That is the problem when you try to discuss law with people- you often get opinion, conjecture, and people telling you how it "ought to be" instead of how it is. It reminds me of a girlfriend I had who could not believe that my CWP allowed me to carry in a bank. When I pointed out that a man willing to rob a bank is willing to illegally carry, she looked sheepish and said "I guess you are right."
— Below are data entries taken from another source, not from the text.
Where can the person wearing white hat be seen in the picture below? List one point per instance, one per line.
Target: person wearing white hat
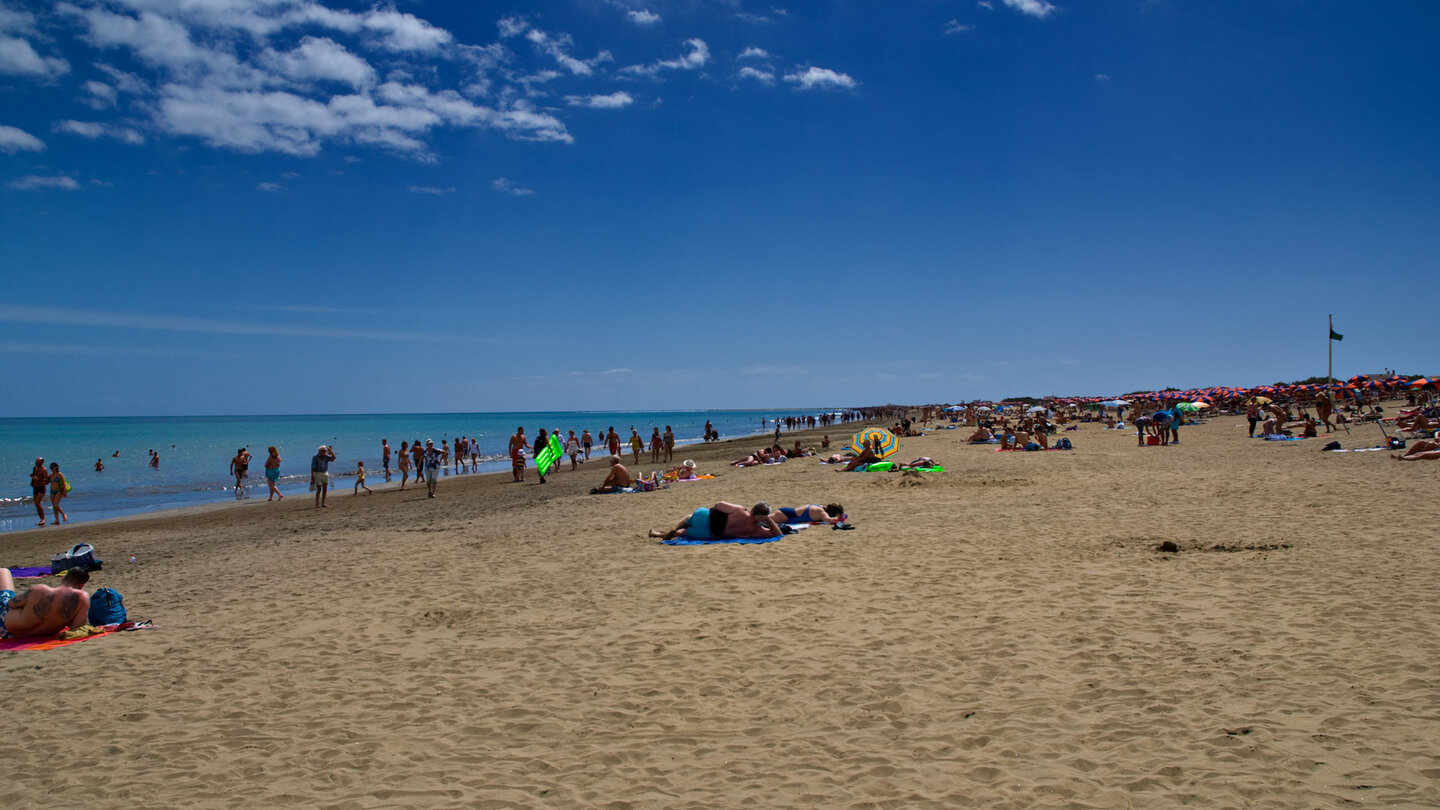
(320, 474)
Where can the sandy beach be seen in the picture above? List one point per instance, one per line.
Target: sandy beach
(1001, 634)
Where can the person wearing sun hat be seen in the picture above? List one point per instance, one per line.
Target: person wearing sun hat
(320, 473)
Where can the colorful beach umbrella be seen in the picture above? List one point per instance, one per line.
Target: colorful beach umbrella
(887, 441)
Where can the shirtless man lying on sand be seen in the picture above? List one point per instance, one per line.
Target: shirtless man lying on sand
(725, 521)
(43, 610)
(1423, 450)
(618, 479)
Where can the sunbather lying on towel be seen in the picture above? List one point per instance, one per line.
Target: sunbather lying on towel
(618, 479)
(812, 513)
(725, 521)
(1423, 450)
(42, 610)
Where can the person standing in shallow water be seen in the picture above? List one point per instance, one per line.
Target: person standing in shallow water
(517, 454)
(39, 479)
(542, 440)
(58, 493)
(272, 474)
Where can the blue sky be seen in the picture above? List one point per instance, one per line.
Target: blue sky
(248, 206)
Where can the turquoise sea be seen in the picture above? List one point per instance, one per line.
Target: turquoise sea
(195, 451)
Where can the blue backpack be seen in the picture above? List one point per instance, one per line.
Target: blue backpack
(107, 607)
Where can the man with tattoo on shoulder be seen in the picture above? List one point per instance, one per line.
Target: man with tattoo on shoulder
(42, 610)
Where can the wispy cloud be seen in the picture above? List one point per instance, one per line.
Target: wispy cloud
(41, 182)
(18, 55)
(61, 316)
(696, 58)
(763, 77)
(1033, 7)
(612, 101)
(97, 349)
(100, 130)
(13, 140)
(507, 188)
(822, 78)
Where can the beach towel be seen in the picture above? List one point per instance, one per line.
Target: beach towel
(689, 542)
(32, 644)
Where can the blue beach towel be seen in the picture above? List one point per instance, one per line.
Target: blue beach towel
(689, 542)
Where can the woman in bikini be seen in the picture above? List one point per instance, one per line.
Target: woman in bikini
(405, 463)
(56, 493)
(272, 474)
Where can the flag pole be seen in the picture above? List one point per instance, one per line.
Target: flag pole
(1329, 366)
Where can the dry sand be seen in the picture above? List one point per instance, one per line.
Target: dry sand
(1002, 634)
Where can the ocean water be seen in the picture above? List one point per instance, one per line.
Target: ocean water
(195, 451)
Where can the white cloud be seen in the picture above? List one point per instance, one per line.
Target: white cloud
(822, 78)
(38, 182)
(763, 77)
(13, 140)
(98, 130)
(321, 58)
(558, 46)
(507, 188)
(101, 95)
(402, 32)
(1033, 7)
(612, 101)
(19, 58)
(699, 56)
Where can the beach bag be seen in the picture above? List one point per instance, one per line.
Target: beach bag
(107, 607)
(81, 557)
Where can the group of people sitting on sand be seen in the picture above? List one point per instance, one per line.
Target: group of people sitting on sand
(619, 479)
(1031, 433)
(732, 521)
(772, 454)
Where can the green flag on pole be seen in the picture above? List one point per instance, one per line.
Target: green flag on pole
(549, 454)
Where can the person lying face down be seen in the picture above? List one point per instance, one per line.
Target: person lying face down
(618, 477)
(725, 521)
(812, 513)
(42, 610)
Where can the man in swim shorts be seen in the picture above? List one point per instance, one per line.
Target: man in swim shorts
(725, 521)
(320, 473)
(39, 479)
(43, 610)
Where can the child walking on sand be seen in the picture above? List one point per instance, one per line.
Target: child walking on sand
(360, 479)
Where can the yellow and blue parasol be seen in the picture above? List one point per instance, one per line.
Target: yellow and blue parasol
(887, 441)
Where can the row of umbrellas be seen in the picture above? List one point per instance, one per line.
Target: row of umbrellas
(1203, 397)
The problem is, the law is not what we want it to be, it isn't about what is fair, it isn't about right or wrong. It just is what it is. I was just trying to find out if there was a law I wasn't aware of, but I guess no one here is aware of it, either.

Thanks for the help.

PILMAN
November 19, 2007, 12:13 PM
I shipped through Fedex without any problem. I told them I was shipping out a firearm for repair and he asked if it was a handgun or rifle. I paid the money and sent it out 3 day, no problems and no hold up.

Unless your transferring ownership, then you should not need a FFL for repair.

Autolycus
November 19, 2007, 01:44 PM
divemedic: So you came on here to find out the law? ANd then when you found out the law was something you did not like, you choose to ignore the law?

Everyone here probably agrees with you that the law stinks. And the company policies stink as well. However we value property rights and respect other peoples wishes. You choose not to and we are chastising you for it as well as your willingness to disregard the law because you disagree with it.

divemedic
November 19, 2007, 03:50 PM
Where did you get the idea that the law was something I didn't like? It says I don't have to disclose, and even the ATF agrees. The argument was whether or not I should take my business elsewhere if I don't like a corporate policy that has absolutely nothing to do with the law.

The law says I do not have to disclose, so I don't. If UPS and FEDEX don't like it, too bad. You say that we value property rights and we value other people's wishes. Why should I worry about their wishes to the detriment of my own? I find it very humorous that people get so fired up over the government looking into your private possessions, but have no problem with a business doing the same.

brickeyee
November 19, 2007, 03:58 PM
My guess is that the wrong question was asked.
While (a) would indicate you do not need to declare when shipping to an FFL, (d) mandates that ALL firearm containing packages be signed for at receipt.



[Code of Federal Regulations]
[Title 27, Volume 3]
[Revised as of April 1, 2007]
From the U.S. Government Printing Office via GPO Access
[CITE: 27CFR478.31]

[Page 33]

TITLE 27--ALCOHOL, TOBACCO PRODUCTS, AND FIREARMS

CHAPTER II--BUREAU OF ALCOHOL, TOBACCO, FIREARMS, AND EXPLOSIVES,
DEPARTMENT OF JUSTICE

PART 478_COMMERCE IN FIREARMS AND AMMUNITION--Table of Contents

Subpart C_Administrative and Miscellaneous Provisions

Sec. 478.31 Delivery by common or contract carrier.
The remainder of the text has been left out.